Arrive-t-il que des PME perdent la totalité de leurs données informatiques ?
Nous avons vu le cas d’une entreprise qui s’était retrouvée dans cette situation suite à une malveillance interne : la personne avait pris le soin de détruire toutes les sauvegardes conservées dans les locaux. De même, le risque existe lors de conflits entre l’entreprise et le responsable informatique, lequel est en mesure de causer de gros dégâts aux systèmes informatiques.
Le nomadisme de certains employés peut-il représenter une menace particulière pour les PME ?
Un des premiers problèmes posés par le nomadisme des employés concerne les ordinateurs portables : il faut penser à donner aux salariés nomades la possibilité de sauvegarder les données saisies pendant leurs déplacements. Ceci peut se faire via un accès au système d’information de l’entreprise ou tout simplement sur des supports de stockage externes. Autre problème : ces machines nomades sont parfois amenées à se connecter à l’Internet ou au système de l’entreprise alors que leur antivirus n’a pas profité des dernières mises à jour automatiques. Elles peuvent ainsi non seulement être contaminées mais également répandre un éventuel virus au sein de l’entreprise.

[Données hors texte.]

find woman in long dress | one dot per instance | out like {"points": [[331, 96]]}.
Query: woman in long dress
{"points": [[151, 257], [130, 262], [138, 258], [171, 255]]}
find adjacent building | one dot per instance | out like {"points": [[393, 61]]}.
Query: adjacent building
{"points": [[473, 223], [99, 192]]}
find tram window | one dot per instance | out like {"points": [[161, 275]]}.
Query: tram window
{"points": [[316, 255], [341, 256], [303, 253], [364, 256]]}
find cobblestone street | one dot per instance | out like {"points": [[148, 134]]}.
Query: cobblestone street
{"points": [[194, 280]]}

Est-il possible d’évaluer les pertes de productivité qu’engendrent les risques informatiques des PME, en particulier le spam ?
Ces pertes de productivité peuvent être importantes dans le cas de grandes entreprises mais je ne crois pas qu’elles constituent un réel problème pour les petites structures. La principale nuisance est en effet le spam, dont le nettoyage va nécessiter quotidiennement seulement quelques minutes à chaque employé. Je pense que les destructions accidentelles de données par les utilisateurs coûtent beaucoup plus cher aux entreprises que le spam et autres virus.
Une PME a-t-elle intérêt à déléguer ces questions de sécurité à des spécialistes du domaine ?
S’il n’est pas envisageable de demander à une société externe de prendre en charge les sauvegardes de données, il peut être intéressant pour une PME de faire appel à une société de conseil afin d’organiser les modes opératoires. Ce conseil pourra ainsi porter sur la fréquence des sauvegardes, qu’il faut adapter aux besoins de chaque entreprise, ou la vérification de leur efficacité. Une fois ce travail fait, ces tâches peuvent tout à fait être effectuées en interne.